Analista atenta e perspicaz, a doutora pela USP contribuiu para divulgar e valorizar a literatura goiana
Moema de Castro Olival: autora de 14 livros de ensaios e professora emérita da Universidade Federal de Goiás (UFG) | Foto: Fernando Leite/Jornal Opção
A crítica literária e professora emérita da Universidade Federal de Goiás Moema de Castro e Silva Olival morreu no sábado, 20, em Goiânia, de complicações derivadas da Covid-19, como uma trombose cerebral. Ela nasceu na Cidade de Goiás e tinha 82 anos.

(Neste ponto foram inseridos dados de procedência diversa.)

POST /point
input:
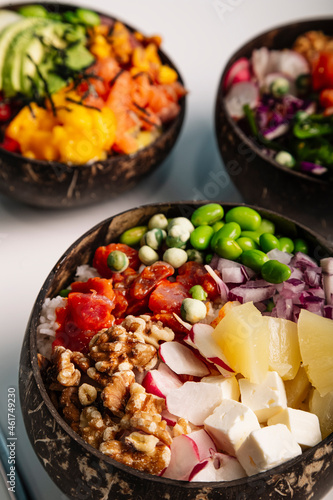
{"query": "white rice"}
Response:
(47, 327)
(85, 272)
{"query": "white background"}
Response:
(199, 35)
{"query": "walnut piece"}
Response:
(153, 462)
(93, 426)
(67, 374)
(116, 349)
(87, 394)
(143, 412)
(148, 331)
(114, 394)
(70, 404)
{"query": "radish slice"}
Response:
(219, 467)
(201, 338)
(259, 60)
(194, 401)
(240, 94)
(182, 360)
(160, 382)
(239, 71)
(292, 64)
(186, 452)
(271, 77)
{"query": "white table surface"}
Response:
(199, 35)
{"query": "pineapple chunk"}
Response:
(284, 354)
(323, 408)
(297, 389)
(315, 335)
(242, 335)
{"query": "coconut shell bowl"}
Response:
(258, 176)
(82, 471)
(51, 184)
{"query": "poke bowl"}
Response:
(268, 135)
(114, 406)
(89, 105)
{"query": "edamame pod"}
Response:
(254, 259)
(201, 236)
(246, 243)
(228, 248)
(132, 236)
(268, 241)
(286, 244)
(246, 217)
(207, 214)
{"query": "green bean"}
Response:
(207, 214)
(201, 236)
(246, 217)
(254, 259)
(132, 236)
(275, 272)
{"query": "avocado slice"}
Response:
(7, 35)
(16, 51)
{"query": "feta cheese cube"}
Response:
(303, 425)
(265, 399)
(266, 448)
(228, 385)
(230, 423)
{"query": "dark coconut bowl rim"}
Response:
(220, 99)
(169, 126)
(32, 332)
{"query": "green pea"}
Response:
(228, 248)
(301, 246)
(246, 217)
(266, 226)
(218, 225)
(193, 310)
(246, 243)
(195, 255)
(88, 17)
(254, 235)
(33, 11)
(132, 236)
(117, 261)
(274, 271)
(208, 258)
(268, 241)
(153, 238)
(286, 244)
(254, 259)
(148, 255)
(207, 214)
(198, 292)
(201, 236)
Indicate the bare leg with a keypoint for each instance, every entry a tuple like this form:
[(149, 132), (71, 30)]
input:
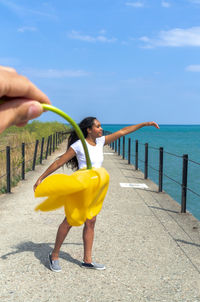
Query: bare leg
[(61, 235), (88, 238)]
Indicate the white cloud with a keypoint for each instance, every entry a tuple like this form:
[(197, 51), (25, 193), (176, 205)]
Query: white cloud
[(87, 38), (9, 61), (176, 37), (165, 4), (55, 73), (136, 4), (195, 1), (27, 28), (24, 11), (193, 68)]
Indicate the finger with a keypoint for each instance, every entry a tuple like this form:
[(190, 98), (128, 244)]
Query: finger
[(14, 85), (18, 112)]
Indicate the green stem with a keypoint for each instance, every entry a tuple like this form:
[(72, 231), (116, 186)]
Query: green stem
[(76, 128)]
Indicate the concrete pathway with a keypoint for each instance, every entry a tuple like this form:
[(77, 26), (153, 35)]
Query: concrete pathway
[(151, 251)]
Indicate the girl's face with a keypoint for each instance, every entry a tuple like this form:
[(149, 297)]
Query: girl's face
[(96, 129)]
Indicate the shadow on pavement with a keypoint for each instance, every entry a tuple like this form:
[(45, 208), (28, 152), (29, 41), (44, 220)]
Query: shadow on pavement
[(41, 251)]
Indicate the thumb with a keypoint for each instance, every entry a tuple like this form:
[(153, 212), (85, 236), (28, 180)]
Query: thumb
[(18, 112)]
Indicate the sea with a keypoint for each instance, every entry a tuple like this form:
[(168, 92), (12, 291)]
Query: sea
[(176, 141)]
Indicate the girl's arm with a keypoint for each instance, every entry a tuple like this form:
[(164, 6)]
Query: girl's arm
[(124, 131), (69, 154)]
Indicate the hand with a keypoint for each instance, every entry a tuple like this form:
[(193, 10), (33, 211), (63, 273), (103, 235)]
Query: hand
[(153, 124), (36, 184), (19, 99)]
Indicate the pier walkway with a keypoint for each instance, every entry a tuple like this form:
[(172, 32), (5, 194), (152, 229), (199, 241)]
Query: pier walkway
[(151, 251)]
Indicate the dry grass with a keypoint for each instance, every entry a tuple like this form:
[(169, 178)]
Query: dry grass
[(15, 140)]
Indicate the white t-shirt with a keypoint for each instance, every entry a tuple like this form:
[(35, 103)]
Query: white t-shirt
[(95, 152)]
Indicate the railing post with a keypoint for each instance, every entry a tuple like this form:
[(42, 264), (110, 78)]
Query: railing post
[(8, 189), (119, 143), (184, 183), (56, 139), (47, 149), (35, 154), (129, 151), (123, 147), (146, 162), (116, 146), (41, 151), (136, 155), (50, 146), (54, 142), (160, 170), (23, 161)]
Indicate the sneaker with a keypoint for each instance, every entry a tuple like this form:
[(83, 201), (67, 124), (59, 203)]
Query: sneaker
[(93, 265), (54, 264)]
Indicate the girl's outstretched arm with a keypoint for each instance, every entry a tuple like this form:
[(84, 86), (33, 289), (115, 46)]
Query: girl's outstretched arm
[(69, 154), (124, 131)]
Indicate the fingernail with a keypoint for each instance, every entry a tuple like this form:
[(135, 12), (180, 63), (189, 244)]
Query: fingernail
[(34, 111)]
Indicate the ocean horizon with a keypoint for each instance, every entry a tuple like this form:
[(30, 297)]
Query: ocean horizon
[(176, 140)]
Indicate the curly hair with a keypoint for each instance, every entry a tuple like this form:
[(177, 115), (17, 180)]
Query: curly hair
[(86, 123)]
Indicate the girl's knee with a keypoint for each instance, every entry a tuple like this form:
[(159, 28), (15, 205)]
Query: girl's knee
[(90, 222), (66, 224)]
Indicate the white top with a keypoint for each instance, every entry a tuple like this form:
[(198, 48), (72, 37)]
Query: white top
[(95, 152)]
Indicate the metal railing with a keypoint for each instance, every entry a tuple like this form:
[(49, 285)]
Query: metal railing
[(133, 153)]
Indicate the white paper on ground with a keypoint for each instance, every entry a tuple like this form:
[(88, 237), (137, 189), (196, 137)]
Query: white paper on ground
[(109, 153), (133, 185)]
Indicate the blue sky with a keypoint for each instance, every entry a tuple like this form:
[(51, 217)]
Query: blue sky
[(121, 61)]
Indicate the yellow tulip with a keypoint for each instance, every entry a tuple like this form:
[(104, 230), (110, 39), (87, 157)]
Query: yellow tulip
[(82, 194)]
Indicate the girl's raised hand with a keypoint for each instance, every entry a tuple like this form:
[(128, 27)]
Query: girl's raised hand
[(154, 124)]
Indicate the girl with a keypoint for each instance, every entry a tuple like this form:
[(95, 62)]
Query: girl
[(75, 157)]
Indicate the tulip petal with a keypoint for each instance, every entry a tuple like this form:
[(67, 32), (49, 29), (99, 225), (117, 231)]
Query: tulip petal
[(82, 194)]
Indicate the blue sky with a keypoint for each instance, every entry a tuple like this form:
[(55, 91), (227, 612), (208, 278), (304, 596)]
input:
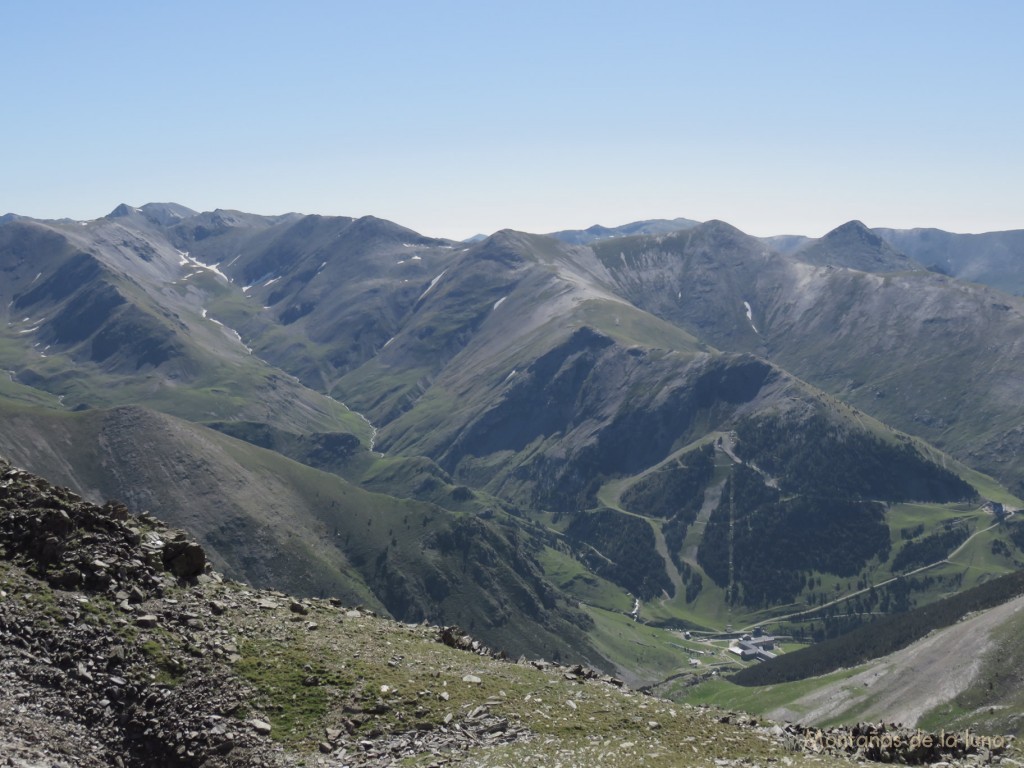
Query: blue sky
[(456, 118)]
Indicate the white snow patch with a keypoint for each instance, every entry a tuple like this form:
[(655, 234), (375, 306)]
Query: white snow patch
[(186, 259), (431, 286), (239, 337), (750, 316)]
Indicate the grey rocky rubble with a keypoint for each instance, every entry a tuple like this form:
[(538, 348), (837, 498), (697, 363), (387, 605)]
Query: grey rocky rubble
[(118, 644), (80, 683)]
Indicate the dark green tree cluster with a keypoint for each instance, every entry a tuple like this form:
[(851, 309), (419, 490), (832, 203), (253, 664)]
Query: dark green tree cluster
[(621, 548), (776, 543), (816, 457), (675, 492)]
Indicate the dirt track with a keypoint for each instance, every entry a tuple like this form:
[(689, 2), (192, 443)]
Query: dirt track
[(904, 685)]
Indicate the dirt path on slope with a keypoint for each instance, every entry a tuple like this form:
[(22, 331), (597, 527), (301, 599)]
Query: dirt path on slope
[(906, 684)]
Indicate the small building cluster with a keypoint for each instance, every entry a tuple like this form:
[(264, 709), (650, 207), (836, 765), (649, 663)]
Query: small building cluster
[(757, 646)]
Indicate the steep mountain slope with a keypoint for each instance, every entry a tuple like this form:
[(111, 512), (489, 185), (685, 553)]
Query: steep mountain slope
[(108, 312), (278, 523), (650, 226), (951, 666), (929, 354), (995, 259), (622, 419), (120, 646)]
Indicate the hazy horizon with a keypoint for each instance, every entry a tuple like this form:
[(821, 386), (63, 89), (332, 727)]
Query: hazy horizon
[(456, 119)]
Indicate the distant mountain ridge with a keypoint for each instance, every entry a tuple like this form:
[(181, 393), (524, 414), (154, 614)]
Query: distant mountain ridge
[(463, 431)]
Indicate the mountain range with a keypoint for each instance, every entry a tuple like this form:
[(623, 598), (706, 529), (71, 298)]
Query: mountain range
[(539, 437)]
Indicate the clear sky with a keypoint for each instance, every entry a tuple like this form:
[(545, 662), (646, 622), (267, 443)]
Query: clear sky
[(457, 118)]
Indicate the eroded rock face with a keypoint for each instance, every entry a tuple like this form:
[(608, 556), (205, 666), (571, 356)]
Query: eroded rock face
[(74, 544)]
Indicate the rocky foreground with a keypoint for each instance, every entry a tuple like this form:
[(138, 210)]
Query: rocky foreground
[(120, 646)]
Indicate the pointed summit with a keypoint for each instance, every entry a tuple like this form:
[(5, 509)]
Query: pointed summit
[(854, 246)]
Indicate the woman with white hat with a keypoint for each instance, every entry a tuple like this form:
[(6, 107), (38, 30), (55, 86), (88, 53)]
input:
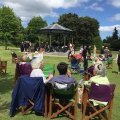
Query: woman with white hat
[(37, 66)]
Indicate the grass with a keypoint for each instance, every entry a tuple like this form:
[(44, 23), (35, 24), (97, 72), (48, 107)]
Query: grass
[(6, 87)]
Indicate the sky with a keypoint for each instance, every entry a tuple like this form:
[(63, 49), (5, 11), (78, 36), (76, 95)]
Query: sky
[(107, 12)]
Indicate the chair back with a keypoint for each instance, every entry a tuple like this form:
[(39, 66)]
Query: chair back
[(101, 92), (24, 69), (66, 93)]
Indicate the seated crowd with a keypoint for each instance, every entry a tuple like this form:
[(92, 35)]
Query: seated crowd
[(32, 66)]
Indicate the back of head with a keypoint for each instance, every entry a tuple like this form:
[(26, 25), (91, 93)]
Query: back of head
[(23, 58), (62, 68), (36, 63), (100, 69)]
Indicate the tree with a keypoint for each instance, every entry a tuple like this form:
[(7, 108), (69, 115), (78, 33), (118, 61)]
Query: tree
[(70, 21), (86, 29), (10, 25), (33, 28)]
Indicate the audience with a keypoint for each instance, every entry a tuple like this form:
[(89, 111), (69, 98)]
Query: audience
[(98, 78), (64, 78)]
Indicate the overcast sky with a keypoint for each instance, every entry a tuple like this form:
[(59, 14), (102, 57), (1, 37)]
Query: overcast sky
[(107, 12)]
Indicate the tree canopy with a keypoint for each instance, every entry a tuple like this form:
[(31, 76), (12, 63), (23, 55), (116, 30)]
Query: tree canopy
[(33, 28), (86, 29), (10, 26)]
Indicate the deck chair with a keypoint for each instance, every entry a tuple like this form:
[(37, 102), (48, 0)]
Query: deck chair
[(28, 95), (3, 66), (22, 69), (14, 57), (103, 93), (63, 100)]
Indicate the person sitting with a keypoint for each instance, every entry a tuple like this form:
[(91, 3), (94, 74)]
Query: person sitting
[(109, 61), (22, 67), (14, 57), (64, 79), (98, 78), (118, 61), (37, 66)]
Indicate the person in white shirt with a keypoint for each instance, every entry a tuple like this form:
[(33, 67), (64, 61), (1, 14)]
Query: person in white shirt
[(37, 66)]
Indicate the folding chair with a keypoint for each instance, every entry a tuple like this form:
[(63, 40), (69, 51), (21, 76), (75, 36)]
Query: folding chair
[(3, 66), (63, 100), (28, 94), (14, 57), (103, 93)]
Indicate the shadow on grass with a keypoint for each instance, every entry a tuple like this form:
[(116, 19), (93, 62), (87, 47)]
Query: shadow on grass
[(115, 72), (4, 107), (6, 83)]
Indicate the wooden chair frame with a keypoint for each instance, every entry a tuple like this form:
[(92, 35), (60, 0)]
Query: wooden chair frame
[(63, 108)]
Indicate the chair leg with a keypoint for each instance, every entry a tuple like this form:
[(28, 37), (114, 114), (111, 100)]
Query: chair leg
[(45, 104), (75, 105), (110, 110), (50, 107)]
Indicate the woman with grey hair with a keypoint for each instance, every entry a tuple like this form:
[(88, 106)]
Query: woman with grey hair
[(37, 66), (99, 75), (98, 78)]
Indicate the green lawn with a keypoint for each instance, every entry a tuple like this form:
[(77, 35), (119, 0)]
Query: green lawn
[(6, 87)]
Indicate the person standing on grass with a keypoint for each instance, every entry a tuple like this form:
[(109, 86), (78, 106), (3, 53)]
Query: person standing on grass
[(94, 51), (118, 62)]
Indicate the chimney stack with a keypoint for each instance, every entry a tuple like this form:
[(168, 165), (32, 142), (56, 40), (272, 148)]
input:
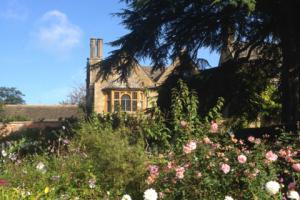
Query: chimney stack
[(99, 48), (92, 48)]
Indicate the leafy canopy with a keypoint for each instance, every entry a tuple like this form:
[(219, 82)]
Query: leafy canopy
[(11, 95)]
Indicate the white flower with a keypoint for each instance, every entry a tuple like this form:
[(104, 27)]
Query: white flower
[(228, 198), (150, 194), (12, 156), (293, 195), (3, 152), (126, 197), (41, 167), (272, 187)]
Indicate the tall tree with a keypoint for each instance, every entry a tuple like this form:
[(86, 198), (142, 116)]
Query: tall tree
[(160, 30), (10, 95)]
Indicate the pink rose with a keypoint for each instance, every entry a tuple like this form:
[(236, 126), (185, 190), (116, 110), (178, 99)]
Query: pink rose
[(292, 186), (161, 195), (170, 165), (206, 140), (251, 139), (189, 147), (225, 168), (198, 174), (296, 167), (257, 141), (242, 159), (180, 172), (213, 127), (153, 169), (183, 123), (151, 179), (270, 156)]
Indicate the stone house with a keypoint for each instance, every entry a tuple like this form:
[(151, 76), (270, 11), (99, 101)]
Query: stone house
[(108, 95)]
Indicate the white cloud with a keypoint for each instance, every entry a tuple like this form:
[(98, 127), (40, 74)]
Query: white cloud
[(55, 32), (13, 10)]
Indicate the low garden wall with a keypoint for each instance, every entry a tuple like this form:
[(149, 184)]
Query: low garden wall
[(12, 127)]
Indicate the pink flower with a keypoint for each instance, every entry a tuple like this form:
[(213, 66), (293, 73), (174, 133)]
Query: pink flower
[(189, 147), (296, 167), (183, 124), (213, 127), (242, 159), (225, 168), (270, 156), (151, 179), (292, 186), (3, 182), (180, 172), (251, 139), (161, 195), (257, 141), (153, 169), (215, 146), (206, 140), (198, 174)]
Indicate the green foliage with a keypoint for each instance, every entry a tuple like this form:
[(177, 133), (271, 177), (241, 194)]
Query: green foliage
[(214, 113), (13, 118), (113, 155), (11, 96)]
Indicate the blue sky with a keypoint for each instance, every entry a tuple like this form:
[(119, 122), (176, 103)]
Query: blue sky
[(44, 45)]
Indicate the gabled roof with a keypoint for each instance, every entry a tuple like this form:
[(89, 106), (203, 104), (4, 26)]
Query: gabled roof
[(42, 112), (154, 75)]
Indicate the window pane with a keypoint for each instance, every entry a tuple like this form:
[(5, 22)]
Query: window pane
[(134, 105), (108, 106), (126, 103), (134, 95), (116, 95), (116, 106)]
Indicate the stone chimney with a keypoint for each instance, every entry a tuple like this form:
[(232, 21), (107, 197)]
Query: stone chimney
[(93, 48), (99, 48)]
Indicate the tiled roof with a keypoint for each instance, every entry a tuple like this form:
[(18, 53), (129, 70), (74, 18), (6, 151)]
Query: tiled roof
[(42, 112)]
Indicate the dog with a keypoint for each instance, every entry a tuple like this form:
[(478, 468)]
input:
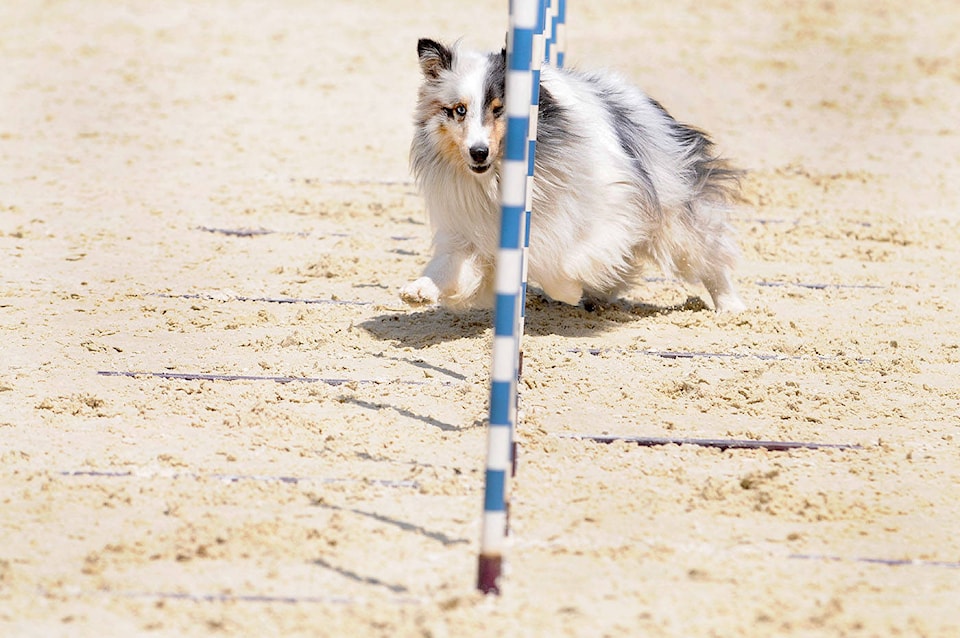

Filha do primeiro reitor da Universidade Federal de Goiás, Colemar Natal e Silva, Moema de Castro e Silva Olival era uma crítica literária brilhante, que, durante anos, colaborou com o Jornal Opção. Com sua crítica perspicaz e atenta, contribuiu para divulgar — e inclusive melhorar — a prosa e a poesia de escritores goianos (e não só, pois era uma leitora refinada de vários autores brasileiros).
Moema Olival era doutora em Letras Clássicas e Vernáculas pela Universidade Federal de Goiás (UFG). Escrevia muito bem, tendo se tornado uma intérprete precisa da literatura brasileira. Publicou 14 livros de ensaios, com críticas penetrantes e reverberantes.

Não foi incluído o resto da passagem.